Learning objectives:
-
learn the basics of the RStudio interface.
-
explore plotting in RStudio.
-
explore some characteristics of the data resulting from your BLAST search.
Connect to RStudio by setting your password (note, password will not be visible on the screen):
sudo passwd $USER
figuring out your username:
echo My username is $USER
and finding YOUR RStudio server interface Web address:
echo http://$(hostname):8787/
Now go to that Web address in your Web browser, and log in with the username and password from above.
We've moved from using the command line to using R. Much like the command line allows us to do text and database like operations on large files, R is a statistical programming language that allows us to do Excel-like operations on any size dataset. R can do anything from act like a simple interactive calculator, all the way up to automatically analyzing thousands of files and outputting the analysis as website of interactive charts and graphs. For instance, this Near Earth Object tracker is an R script that pulls data from NASA, and will let you do exploratory analysis by just pointing and clicking on a website!
R is it's own coding language, so it will take a little time before you can build your own NEO tracker, but we're going to keep coming back to R and learning new features over the course of the workshop. So, it's okay if you don't feel like you 'get' it today.
(Enter the below commands into RStudio, not the command line.)
Load the data you created with BLAST:
blast_out <- read.table('blast/mm-second.x.zebrafish.tsv', sep='\t')
If you run View(blast_out)
, you'll see the same information as in
the previous section, but loaded into R for plotting and manipulation.
The only problem is that the column names are kind of opaque - what does V1 mean!? To fix this, we can reset the column names like so, using the information from the BLAST outfmt documentation:
colnames(blast_out) <- c("qseqid", "sseqid", "pident", "length", "mismatch", "gapopen", "qstart", "qend", "sstart", "send", "evalue", "bitscore")
View(blast_out)
blast_out
is called a dataframe, which is a sort of R-ish version of a
spreadsheet with named columns. View
can be used to present it nicely,
and head(blast_out)
can be used to look at just the first few rows.
Another useful command is dim
which will tell you the DIMENSIONS of this
data frame:
dim(blast_out)
That's a big data frame! 14,524 rows (and 12 columns!)
Let's do some data visualization to get a handle on what our blast output looked like.
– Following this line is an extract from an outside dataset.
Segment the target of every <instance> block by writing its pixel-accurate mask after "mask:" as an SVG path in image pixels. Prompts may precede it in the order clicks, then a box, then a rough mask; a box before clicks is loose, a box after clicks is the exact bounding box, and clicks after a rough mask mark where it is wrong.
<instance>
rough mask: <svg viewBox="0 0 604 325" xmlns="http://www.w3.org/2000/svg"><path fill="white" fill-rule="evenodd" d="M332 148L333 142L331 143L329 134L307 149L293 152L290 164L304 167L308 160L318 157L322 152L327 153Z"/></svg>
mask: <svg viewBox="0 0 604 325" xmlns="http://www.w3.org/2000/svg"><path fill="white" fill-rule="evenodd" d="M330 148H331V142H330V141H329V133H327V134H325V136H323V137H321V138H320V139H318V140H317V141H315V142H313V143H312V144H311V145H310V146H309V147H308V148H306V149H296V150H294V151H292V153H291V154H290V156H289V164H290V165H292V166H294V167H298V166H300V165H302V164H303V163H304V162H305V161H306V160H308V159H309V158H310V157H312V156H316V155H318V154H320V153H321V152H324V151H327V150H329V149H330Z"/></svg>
First, let's look at the evalue:
hist(blast_out$evalue)
This is telling us that MOST of the values in the evalue
column are
quite low. What does this mean? How do we figure out what this is?
(You can also try plotting the distribution of -log(blast_out$evalue)
- why
is this more informative?)
So these are a lot of low e-values. Is that good or bad? Should we be happy or concerned?
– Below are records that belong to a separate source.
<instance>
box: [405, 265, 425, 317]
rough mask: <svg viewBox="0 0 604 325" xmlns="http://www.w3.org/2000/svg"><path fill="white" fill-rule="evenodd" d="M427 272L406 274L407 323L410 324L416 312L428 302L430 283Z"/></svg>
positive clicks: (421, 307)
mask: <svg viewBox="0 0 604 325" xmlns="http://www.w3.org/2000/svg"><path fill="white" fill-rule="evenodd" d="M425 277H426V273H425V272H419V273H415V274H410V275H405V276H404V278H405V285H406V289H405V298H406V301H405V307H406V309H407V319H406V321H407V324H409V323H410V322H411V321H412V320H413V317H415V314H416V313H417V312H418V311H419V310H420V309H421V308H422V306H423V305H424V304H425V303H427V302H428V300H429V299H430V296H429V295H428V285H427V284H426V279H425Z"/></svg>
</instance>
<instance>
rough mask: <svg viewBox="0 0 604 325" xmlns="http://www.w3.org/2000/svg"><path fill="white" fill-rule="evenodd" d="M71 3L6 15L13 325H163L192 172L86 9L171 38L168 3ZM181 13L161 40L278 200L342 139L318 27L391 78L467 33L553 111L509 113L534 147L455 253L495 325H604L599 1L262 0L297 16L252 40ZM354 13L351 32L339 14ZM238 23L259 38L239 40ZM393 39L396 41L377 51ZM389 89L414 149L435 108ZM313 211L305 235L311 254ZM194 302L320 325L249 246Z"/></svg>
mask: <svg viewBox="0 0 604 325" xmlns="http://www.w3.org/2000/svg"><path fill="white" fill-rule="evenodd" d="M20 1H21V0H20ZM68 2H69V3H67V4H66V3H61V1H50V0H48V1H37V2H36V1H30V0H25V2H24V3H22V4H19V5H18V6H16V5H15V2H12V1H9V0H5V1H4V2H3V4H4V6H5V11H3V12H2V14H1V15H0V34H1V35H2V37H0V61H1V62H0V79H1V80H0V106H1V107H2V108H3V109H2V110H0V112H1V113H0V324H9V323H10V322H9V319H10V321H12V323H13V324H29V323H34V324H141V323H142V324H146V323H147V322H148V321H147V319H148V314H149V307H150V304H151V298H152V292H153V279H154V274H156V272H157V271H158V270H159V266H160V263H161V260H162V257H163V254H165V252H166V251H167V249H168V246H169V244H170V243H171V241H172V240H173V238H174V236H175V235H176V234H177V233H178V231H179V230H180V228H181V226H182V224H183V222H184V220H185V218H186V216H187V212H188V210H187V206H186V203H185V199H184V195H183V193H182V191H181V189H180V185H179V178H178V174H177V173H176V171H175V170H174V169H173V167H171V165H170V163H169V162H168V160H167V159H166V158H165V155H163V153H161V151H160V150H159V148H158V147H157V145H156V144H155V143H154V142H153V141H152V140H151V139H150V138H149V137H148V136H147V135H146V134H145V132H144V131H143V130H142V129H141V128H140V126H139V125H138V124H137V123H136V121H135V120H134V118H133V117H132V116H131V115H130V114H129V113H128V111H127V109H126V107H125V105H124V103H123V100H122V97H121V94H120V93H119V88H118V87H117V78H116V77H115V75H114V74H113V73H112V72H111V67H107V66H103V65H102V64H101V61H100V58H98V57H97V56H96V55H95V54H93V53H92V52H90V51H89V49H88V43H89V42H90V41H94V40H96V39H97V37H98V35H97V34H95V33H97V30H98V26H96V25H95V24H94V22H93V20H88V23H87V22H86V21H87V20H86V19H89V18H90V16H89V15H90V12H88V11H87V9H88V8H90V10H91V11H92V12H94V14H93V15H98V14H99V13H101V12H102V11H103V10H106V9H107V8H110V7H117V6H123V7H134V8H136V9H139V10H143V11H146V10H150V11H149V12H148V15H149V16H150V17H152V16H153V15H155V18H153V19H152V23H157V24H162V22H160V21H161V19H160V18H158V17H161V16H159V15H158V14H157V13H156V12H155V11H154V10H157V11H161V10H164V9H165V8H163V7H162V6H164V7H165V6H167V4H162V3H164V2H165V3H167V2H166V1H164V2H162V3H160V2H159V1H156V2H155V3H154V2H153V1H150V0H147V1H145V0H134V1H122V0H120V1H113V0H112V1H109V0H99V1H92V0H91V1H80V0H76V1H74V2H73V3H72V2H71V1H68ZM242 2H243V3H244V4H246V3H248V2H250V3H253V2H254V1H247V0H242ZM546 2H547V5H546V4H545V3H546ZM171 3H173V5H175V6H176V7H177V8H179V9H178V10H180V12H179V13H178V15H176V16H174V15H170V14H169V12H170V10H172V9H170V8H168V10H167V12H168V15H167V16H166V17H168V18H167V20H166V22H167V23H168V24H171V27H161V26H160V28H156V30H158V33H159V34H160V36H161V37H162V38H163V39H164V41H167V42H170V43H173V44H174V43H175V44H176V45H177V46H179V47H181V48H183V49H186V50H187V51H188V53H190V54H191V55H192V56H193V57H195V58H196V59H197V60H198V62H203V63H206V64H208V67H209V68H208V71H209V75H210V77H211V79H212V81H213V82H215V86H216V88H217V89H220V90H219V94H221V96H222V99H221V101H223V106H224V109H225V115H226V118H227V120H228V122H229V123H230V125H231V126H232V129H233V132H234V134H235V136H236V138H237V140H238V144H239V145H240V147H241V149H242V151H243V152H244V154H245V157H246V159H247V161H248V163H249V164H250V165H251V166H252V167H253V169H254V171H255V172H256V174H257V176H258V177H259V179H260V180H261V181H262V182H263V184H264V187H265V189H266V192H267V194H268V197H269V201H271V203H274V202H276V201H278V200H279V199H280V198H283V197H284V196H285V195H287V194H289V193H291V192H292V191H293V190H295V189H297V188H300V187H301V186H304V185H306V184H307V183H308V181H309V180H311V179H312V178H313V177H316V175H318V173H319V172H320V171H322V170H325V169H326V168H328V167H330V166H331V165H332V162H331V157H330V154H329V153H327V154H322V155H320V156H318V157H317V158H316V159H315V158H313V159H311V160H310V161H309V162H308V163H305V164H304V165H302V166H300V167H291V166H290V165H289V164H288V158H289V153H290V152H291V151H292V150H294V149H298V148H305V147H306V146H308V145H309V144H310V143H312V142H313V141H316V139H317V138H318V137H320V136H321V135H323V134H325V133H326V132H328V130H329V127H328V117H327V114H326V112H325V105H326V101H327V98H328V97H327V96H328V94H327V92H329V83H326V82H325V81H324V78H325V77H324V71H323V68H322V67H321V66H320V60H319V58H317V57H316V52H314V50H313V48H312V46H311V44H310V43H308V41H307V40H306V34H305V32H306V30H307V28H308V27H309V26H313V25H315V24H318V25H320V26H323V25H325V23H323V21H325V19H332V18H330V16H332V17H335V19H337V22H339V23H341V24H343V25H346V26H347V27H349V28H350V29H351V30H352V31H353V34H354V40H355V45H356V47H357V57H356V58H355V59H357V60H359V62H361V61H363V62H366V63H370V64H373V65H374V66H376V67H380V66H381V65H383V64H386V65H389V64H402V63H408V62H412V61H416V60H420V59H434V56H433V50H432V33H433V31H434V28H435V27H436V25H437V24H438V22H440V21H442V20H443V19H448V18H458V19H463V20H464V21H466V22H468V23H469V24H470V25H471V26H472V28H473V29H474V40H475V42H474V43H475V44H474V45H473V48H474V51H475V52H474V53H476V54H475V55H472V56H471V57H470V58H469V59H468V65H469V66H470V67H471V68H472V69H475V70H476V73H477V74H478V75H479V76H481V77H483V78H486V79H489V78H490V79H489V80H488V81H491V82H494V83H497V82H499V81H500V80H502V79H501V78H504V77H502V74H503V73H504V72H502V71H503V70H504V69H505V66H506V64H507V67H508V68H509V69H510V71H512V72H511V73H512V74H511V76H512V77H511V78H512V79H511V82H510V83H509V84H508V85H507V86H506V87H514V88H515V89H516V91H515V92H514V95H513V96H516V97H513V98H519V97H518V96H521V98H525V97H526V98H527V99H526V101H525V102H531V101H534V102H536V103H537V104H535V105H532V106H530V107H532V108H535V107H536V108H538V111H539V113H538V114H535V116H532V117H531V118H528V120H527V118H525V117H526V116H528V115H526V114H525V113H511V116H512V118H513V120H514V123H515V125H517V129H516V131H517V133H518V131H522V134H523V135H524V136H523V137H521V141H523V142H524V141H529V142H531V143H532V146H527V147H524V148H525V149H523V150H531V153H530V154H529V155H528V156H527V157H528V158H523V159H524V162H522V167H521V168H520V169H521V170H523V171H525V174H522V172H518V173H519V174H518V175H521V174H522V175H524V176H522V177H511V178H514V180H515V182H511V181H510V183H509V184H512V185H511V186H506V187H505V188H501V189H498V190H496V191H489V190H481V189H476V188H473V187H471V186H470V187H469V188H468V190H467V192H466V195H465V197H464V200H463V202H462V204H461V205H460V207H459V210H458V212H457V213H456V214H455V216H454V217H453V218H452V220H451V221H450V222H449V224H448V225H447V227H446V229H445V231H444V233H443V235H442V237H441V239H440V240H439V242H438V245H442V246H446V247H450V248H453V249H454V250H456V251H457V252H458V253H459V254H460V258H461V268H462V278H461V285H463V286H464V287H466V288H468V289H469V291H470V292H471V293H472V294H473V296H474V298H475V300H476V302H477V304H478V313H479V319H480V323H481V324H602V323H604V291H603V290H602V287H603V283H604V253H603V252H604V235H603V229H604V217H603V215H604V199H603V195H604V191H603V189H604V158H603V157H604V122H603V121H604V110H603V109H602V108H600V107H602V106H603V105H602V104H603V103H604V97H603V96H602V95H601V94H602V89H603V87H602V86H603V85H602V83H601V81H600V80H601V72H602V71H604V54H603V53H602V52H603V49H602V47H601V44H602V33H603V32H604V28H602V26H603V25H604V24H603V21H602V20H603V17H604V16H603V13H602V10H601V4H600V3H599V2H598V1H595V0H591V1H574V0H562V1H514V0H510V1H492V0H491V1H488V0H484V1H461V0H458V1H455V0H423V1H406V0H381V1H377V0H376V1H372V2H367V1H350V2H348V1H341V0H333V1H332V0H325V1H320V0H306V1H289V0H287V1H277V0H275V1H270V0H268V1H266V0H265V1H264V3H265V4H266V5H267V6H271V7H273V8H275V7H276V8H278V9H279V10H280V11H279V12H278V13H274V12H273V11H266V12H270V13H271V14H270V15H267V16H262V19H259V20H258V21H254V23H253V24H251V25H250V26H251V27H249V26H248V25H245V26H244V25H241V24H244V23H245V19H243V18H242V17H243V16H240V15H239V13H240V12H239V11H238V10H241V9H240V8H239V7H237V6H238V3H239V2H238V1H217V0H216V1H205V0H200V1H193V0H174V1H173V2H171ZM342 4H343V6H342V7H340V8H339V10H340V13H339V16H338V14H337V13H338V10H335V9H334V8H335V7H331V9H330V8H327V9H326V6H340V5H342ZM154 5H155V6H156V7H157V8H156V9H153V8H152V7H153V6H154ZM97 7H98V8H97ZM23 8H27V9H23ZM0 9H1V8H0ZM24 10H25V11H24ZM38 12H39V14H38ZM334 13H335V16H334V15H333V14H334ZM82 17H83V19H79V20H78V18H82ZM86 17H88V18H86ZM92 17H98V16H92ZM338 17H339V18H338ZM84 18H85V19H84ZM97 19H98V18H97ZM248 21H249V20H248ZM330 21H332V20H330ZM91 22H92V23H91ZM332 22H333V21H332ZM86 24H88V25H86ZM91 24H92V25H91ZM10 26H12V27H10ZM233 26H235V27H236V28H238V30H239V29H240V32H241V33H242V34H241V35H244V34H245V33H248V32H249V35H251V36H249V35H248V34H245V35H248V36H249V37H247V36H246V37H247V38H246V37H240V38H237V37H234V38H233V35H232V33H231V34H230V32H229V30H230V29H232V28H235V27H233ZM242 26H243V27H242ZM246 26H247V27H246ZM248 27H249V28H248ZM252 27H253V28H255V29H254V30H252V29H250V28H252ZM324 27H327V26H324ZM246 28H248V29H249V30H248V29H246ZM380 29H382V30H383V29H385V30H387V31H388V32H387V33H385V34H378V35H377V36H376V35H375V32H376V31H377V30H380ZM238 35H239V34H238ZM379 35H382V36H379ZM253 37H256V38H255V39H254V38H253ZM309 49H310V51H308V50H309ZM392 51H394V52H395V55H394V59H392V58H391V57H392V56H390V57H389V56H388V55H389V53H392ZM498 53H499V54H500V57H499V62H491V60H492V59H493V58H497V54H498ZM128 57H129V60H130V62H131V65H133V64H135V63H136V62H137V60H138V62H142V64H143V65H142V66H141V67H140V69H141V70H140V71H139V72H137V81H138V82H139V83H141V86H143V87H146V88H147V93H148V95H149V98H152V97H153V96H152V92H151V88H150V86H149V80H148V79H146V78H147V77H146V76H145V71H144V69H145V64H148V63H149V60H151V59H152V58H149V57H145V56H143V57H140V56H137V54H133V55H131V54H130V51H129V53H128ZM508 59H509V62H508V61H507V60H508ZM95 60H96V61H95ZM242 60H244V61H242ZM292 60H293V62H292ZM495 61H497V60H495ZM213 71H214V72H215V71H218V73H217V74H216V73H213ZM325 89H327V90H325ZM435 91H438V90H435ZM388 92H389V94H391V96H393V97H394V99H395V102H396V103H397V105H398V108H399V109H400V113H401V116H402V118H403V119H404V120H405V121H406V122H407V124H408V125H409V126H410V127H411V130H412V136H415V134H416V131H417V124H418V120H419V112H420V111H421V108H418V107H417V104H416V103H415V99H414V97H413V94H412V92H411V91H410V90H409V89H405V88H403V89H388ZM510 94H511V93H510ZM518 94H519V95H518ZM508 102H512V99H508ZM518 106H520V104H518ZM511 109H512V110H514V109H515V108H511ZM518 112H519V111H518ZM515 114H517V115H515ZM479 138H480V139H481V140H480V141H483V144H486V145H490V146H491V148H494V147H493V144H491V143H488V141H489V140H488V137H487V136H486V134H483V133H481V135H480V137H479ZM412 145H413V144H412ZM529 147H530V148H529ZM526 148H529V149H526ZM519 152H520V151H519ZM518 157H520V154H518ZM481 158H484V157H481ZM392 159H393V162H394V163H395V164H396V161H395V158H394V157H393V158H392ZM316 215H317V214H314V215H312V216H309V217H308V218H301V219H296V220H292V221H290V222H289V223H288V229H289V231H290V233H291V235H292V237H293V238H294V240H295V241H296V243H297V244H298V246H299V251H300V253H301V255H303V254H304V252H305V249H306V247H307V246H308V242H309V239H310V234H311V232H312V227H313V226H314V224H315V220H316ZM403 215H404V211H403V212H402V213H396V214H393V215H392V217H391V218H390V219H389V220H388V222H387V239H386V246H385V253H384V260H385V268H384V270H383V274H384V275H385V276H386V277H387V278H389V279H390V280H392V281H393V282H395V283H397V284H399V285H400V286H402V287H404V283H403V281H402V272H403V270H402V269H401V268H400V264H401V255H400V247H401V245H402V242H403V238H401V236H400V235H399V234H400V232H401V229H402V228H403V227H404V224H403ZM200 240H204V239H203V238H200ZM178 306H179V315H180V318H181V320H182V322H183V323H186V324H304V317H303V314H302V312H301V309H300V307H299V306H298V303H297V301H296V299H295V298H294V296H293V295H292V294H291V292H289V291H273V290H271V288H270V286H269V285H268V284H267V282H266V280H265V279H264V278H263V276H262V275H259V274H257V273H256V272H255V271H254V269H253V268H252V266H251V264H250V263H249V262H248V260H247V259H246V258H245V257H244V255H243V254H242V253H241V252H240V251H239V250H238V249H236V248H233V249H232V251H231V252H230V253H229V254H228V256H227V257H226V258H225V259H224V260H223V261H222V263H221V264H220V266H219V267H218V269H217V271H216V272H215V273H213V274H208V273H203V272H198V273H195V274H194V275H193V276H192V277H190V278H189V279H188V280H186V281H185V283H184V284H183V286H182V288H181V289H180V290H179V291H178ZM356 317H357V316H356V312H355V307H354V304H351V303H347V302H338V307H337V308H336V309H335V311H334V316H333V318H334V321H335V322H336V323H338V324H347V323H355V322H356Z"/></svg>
We can take a look at some more stats -- let's look at the bitscore
column:
hist(blast_out$bitscore)
what are we looking for here? (And how would we know?)
(Hint: longer bitscores are better, but even bitscores of ~200 mean a nucleotide alignment of 200 bp - which is pretty good, no? Here we really want to rescale the x axis to look at the distribution of bitscores in the 100-300 range.)
Another question - if 'bitscore' is a score of the match, and 'pident' is the percent identity - is there a relationship between bitscore and pident?
Well, we can ask this directly with plot
:
plot(blast_out$pident, blast_out$bitscore)
why does this plot look the way it does? (This may take a minute to show up, note!)
The answer is that bitscores are only somewhat related to pident; they take into account not only the percent identity but the length. You can get a napkin sketch estimate of this by doing the following:
plot(blast_out$pident * (blast_out$qend - blast_out$qstart), blast_out$bitscore)
which constructs a new variable, the percent identity times the length of the match, and then plots it against bitscore; this correlation looks much better.
This is an example of initial exploratory data analysis, in which we poke around with data to see roughly what it looks like. This is opposed to other approaches where we might be trying to do statistical analysis to confirm a hypothesis.
Typically with small replicate sizes (n < 5) it is hard to do confirmatory data analysis or hypothesis testing, so a lot of NGS work is done for hypothesis generation and then confirmed via additional experimental work.
-
Why are we using R for this instead of the UNIX command line, or Excel?
One important thing to note here is that we're looking at a pretty large data set - with ease. It would be much slower to do this in Excel.
-
What other things could we look at?